Babies organise mothers' verbal responses, which promotes more effective language instruction and infant babbling is the key, the research said.
Published in the journal Developmental Science, the study maintained that babies modify their sounds to become more speech-like in response to feedback from their caregivers and that they learn things have names by caregivers naming objects.
Researchers recorded and recombined the vocalisations of 40 nine-month-olds and their mothers, using a "playback paradigm", to assess how specific forms of sounds and actions by infants influenced parental behaviour.
"We expected that mothers would respond more often when babbling was more mature and they did. The increased rate of response meant more language-learning opportunities for the baby," said Michael Goldstein, Associate Professor of Psychology at Cornell University.
"The mothers' speech was also more likely to contain simplified, learnable information about linguistic structure and the objects around the baby. Thus, by varying the form and context of their vocalisations, infants influence maternal behaviour and create social interactions that facilitate learning," Goldstein said.
The researchers also found that mothers responded more often and more informatively to vocalisations directed at objects than those that were undirected.
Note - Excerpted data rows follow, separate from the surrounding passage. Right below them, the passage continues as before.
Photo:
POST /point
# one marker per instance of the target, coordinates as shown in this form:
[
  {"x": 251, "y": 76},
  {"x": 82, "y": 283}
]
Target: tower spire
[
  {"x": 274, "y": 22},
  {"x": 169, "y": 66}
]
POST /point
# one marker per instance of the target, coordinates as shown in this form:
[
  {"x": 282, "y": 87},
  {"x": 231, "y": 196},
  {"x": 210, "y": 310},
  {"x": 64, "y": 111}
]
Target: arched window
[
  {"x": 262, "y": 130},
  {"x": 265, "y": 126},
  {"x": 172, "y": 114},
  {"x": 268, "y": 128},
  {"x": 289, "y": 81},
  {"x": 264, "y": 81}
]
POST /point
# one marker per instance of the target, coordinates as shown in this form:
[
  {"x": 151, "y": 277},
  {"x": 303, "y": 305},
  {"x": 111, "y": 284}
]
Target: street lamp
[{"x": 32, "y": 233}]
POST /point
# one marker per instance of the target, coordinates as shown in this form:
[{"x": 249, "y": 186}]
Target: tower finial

"We suspected this would be the case because the object the baby is looking at creates an opportunity for the mother to label it, so she's more likely to respond with specific information than when a baby is babbling at nothing," said Rachel Albert, Assistant Professor of Psychology at Lebanon Valley College.
"These results contribute to a growing understanding of the role of social feedback in infant vocal learning, which stands in contrast to the historical view of prelinguistic vocalisations in which babbling was assumed to be motor practice, with no function in the development of communication and language," Albert added.